I came across this improper integral here
Improper integrals - exercises
$$\int_1^{4} \frac{1}{(x+3)(x-2)} \tag{*}$$
The problematic point here is $x=2$
I rewrote it as:
$$\int_1^{4} \frac{dx}{(x+3)(x-2)} = \frac{1}{5}\left[\int_1^{2} \frac{dx}{(x-2)} + \int_2^{4} \frac{dx}{(x-2)} - \int_1^{4} \frac{dx}{(x+3)}\right]$$
The last integral here is proper and I compute it as: $$(-1/5)\cdot \ln\frac{7}{4}$$
The first integral (after some rework) is:
$$(1/5)\cdot \lim_{a \to 0+} \ln{a}$$
And the second integral is:
$$(1/5)\cdot \ln{2} - (1/5)\cdot \lim_{b \to 0+} \ln{b}$$
So the first and second integrals diverge.
So I guess the conclusion is that the integral $(*)$ also diverges. Is that so?
But... if we take the sum of the first and second integrals, the two limit terms cancel out, and so in some sense the sum of these two divergent improper integrals exists (is finite) even though they are both divergent.
So in a way... the overall value of the integral $(*)$ turns out to be $$(1/5) \cdot \ln{2} - (1/5) \cdot \ln \frac{7}{4} \tag{**}$$
After doing this computations, I then came across this concept Cauchy principal value
So... is this what Cauchy principal value is about?
WA gives me this same value as Cauchy principal value $(1/5) \cdot \ln \frac{8}{7}$ which coincides with my number $(**)$. I just need to know if that indeed is the idea behind the Cauchy principal value i.e. to handle the situation where we have two improper integrals which both diverge but their sum converges i.e. is finite.
So in that case I guess we say the integral is divergent but it still has a finite Cauchy principal value, is that the correct wording?
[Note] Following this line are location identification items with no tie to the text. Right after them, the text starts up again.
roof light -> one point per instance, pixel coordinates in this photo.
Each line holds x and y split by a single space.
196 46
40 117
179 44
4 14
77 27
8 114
At $x = 2$, denoting $f$ your integrande, you get $$ f(x) \sim \frac{1}{5(x-2)} $$ which is not integrable in the Riemann or Lebesgue sens. Your computation is not valid in this theory because the integral is not additive when your functions are not positive or integrable. So you cannot write that $$ \int_1^4 \frac{1}{5(x-2)} - \frac{1}{5(x+3)}dx = \int_1^4 \frac{1}{5(x-2)} dx - \int_1^4 \frac{1}{5(x+3)}dx. $$ But as your illegal and formal computation shows, it is possible to remove the singularity of the integral taking the principal value. This process allows to cumpute integrals which are not defined in a classical way, when the divergence is compensated by the contribution at both sides of the singularity. In your case, up to a translation, you discovered that the Cauchy Principal Value for an odd function is null. Your formulation is totally correct.